Happily for me, a key ingredient in the epigenetic-adjusting healthy diet is the cole family, especially leafy greens. I tend to eat raw salads in warm weather and lean into cooked vegetables in cool seasons, roasting everything from kale and Brussels sprouts to squash and chunks of red cabbage. Any leftovers can be added to soups or casseroles, used as omelet filling, or added to fresh salads for contrast. Contrast is the key to a truly delicious salad, along with a dressing that sets off other flavors rather than drowning them. A good mix of tender and crunchy ingredients make a good base for all kinds of additions that give those daily greens a different twist.

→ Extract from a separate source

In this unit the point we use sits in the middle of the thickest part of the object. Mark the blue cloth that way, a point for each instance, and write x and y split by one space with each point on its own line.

After a recent birthday party, I was left with a huge bowlful of dressed salad that remained delicious for several days. I stored 4 cups in each of 4 containers and the salad still tasted amazingly good every day. One reason was the lack of limper lettuces and spinach, which tend to get soggy and slimy once dressed. Another reason was the dressing my son makes, which includes fruity vinegar (nectarine-vanilla bean this time) and a splash of maple syrup. Ever since, I’ve been enjoying a delicious base salad mix, boosting it with additions like fresh fruit, chickpeas, nuts and seeds, and fresh herbs for variety. Washed and spun, bagged and tucked in the crisper drawer, a big batch of base salad stays fresh for up to a week, so it’s easy to pull out a bowlful and gussy it up.

Bases Loaded

The fresh apple bits in that birthday also held or even improved their quality over several days, but seeds and nuts tend to lose their crispness once exposed to dressing and are best added at meal time. Other pleasant additions include tuna or smoked salmon, or really any meaty leftovers you might have on hand (teriyaki chicken is a fantastic addition). Sharp cheese and roasted squash add warmth and depth, while a little leftover cranberry-orange sauce adds a refreshing zip. In just a few weeks, these hearty salads leave me feeling more energetic, more positive and less fuzzy headed, which makes me crave salad over sweets (I know, I’m amazed too).

Leafy Greens Base Salad

1 bunch Scots or any curly/frilly kale
1 bunch Black Tuscan kale
1 bunch cilantro, stemmed

Tear the kale in pieces, rinse, spin dry and toss with the cilantro (if you like it). Stored in a bag, this keeps up to 5 days or longer.